In supply-chain forecasting, we have traditionally used point forecasts to predict the mean level of demand per time period. In doing so, we place emphasis on finding forecast methods that minimize bias in the forecasts, because forecast bias ultimately leads to either excessive or inadequate inventory levels. This emphasis on avoiding bias, however, can neglect variability in the forecasts. Konstantinos and Aris explain in this article that the neglect of forecast variability is a mistake, because forecast variance is a factor - along with, and of the same importance as, bias - that determines the Mean Squared Error (MSE) of a forecast method, which is often (and possibly too often) used to set safety stocks. The authors show that, in selecting a forecast method, there is in fact a trade-off between forecast bias and forecast variance.
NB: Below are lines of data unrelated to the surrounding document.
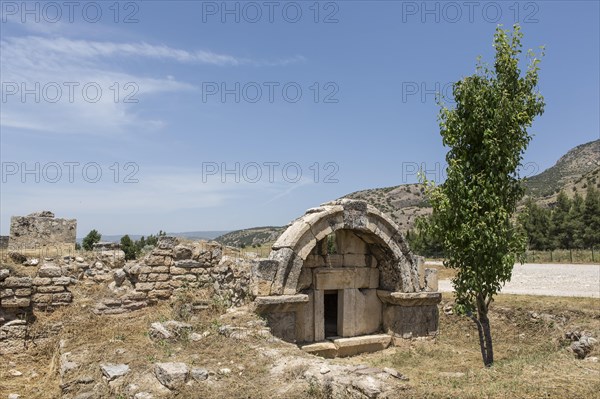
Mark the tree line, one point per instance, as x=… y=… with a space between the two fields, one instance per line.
x=132 y=248
x=571 y=223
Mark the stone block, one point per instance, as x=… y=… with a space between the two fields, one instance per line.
x=18 y=282
x=413 y=321
x=187 y=263
x=325 y=349
x=49 y=270
x=62 y=297
x=305 y=280
x=185 y=277
x=23 y=291
x=367 y=343
x=333 y=279
x=181 y=252
x=144 y=286
x=42 y=298
x=319 y=306
x=152 y=277
x=15 y=302
x=160 y=294
x=61 y=280
x=42 y=281
x=44 y=289
x=431 y=280
x=355 y=260
x=305 y=322
x=283 y=325
x=154 y=260
x=409 y=299
x=163 y=285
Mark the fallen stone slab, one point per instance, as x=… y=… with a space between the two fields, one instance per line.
x=113 y=371
x=171 y=375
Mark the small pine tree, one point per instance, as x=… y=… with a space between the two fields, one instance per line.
x=129 y=247
x=89 y=240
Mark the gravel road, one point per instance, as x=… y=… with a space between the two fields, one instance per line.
x=549 y=279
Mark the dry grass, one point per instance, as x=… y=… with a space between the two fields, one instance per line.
x=531 y=356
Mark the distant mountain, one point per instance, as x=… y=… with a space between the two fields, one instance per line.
x=252 y=236
x=405 y=203
x=572 y=173
x=576 y=166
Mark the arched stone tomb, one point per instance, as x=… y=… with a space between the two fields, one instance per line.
x=341 y=280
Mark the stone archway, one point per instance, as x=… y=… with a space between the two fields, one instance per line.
x=365 y=286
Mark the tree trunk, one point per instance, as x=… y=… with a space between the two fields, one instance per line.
x=485 y=334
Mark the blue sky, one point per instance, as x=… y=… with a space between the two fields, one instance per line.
x=302 y=102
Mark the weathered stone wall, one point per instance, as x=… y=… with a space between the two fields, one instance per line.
x=20 y=296
x=41 y=229
x=173 y=267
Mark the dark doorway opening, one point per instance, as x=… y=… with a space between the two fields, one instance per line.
x=331 y=304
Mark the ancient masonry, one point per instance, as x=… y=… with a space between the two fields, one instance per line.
x=41 y=229
x=363 y=296
x=339 y=281
x=19 y=296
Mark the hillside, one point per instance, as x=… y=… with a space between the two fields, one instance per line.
x=250 y=237
x=567 y=172
x=576 y=169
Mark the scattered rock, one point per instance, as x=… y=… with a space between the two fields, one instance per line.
x=119 y=276
x=171 y=375
x=17 y=257
x=31 y=262
x=584 y=346
x=199 y=374
x=170 y=329
x=394 y=373
x=4 y=273
x=66 y=365
x=368 y=386
x=112 y=371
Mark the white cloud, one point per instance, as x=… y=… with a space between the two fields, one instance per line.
x=68 y=74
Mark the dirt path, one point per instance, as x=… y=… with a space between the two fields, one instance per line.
x=549 y=279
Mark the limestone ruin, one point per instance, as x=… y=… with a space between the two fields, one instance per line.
x=342 y=280
x=40 y=230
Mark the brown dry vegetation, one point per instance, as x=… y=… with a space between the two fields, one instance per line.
x=532 y=359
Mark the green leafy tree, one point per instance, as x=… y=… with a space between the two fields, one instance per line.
x=89 y=240
x=129 y=247
x=486 y=133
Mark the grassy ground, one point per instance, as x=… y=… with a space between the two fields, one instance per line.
x=531 y=359
x=531 y=356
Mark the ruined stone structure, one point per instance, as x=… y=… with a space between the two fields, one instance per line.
x=20 y=296
x=40 y=230
x=340 y=271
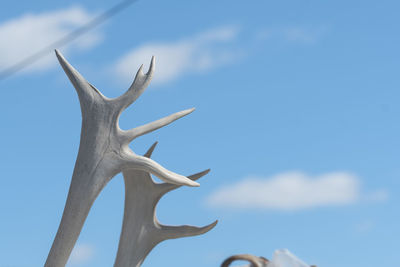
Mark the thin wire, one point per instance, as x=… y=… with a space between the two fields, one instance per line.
x=7 y=72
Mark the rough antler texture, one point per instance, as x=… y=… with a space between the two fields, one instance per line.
x=141 y=231
x=103 y=152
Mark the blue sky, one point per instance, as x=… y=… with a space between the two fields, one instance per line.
x=297 y=107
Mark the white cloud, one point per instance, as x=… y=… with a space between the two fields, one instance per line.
x=198 y=53
x=82 y=253
x=295 y=34
x=292 y=191
x=23 y=36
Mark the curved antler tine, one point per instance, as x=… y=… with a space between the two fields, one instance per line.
x=152 y=126
x=165 y=188
x=149 y=165
x=150 y=150
x=254 y=260
x=137 y=87
x=82 y=86
x=172 y=232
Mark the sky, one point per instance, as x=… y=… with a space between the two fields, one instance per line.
x=297 y=107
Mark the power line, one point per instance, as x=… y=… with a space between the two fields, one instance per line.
x=7 y=72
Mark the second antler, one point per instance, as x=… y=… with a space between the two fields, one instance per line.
x=141 y=230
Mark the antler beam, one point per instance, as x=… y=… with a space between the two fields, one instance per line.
x=141 y=231
x=103 y=152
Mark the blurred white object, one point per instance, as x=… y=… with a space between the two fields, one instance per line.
x=283 y=258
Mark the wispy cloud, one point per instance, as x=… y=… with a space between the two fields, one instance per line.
x=82 y=253
x=197 y=53
x=295 y=34
x=293 y=191
x=22 y=36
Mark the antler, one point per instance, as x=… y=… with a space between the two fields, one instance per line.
x=103 y=152
x=141 y=231
x=254 y=260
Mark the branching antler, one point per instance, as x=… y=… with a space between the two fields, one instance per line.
x=254 y=260
x=141 y=231
x=103 y=152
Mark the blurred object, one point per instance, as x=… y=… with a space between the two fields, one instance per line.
x=254 y=260
x=281 y=258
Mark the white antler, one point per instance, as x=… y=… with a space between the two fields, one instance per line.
x=103 y=152
x=141 y=231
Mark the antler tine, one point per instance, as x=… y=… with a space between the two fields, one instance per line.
x=150 y=150
x=172 y=232
x=137 y=87
x=149 y=165
x=141 y=231
x=165 y=188
x=84 y=89
x=102 y=154
x=152 y=126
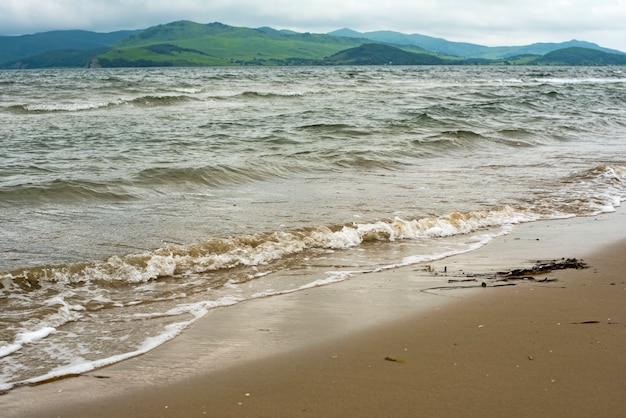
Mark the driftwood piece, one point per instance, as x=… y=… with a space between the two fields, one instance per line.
x=545 y=267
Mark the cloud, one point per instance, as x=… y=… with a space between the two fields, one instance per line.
x=505 y=22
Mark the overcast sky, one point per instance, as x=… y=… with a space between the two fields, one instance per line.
x=485 y=22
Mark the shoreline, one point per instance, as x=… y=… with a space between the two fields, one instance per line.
x=322 y=352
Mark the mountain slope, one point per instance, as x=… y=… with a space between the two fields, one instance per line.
x=466 y=50
x=234 y=45
x=580 y=56
x=13 y=48
x=381 y=54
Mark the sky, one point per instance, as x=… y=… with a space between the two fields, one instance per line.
x=484 y=22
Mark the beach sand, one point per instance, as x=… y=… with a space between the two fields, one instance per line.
x=553 y=348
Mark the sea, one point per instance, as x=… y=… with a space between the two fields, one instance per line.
x=135 y=201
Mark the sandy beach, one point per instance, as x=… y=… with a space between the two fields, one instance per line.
x=521 y=348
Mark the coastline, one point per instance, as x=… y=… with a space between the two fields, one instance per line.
x=523 y=350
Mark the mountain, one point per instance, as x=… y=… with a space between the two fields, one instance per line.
x=381 y=54
x=14 y=48
x=580 y=56
x=186 y=43
x=225 y=45
x=466 y=50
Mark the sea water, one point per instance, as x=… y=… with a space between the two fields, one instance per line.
x=133 y=201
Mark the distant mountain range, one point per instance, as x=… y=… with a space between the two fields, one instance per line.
x=186 y=43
Their provocative takeaway is that simple methods tend to have large bias but low variance, while complexity reduces bias at the expense of increasing variance. Hence, simple forecasting methods, even if their resulting forecasts are biased, might be preferable to complex methods for minimizing forecast error. Most generally, the right amount of complexity should be sought. Copyright International Institute of Forecasters, 2016

Suggested Citation

  • Konstantinos Katsikopoulos & Aris Syntetos, 2016. "Bias-Variance Trade-offs in Demand Forecasting," Foresight: The International Journal of Applied Forecasting, International Institute of Forecasters, issue 40, pages 12-19, Winter.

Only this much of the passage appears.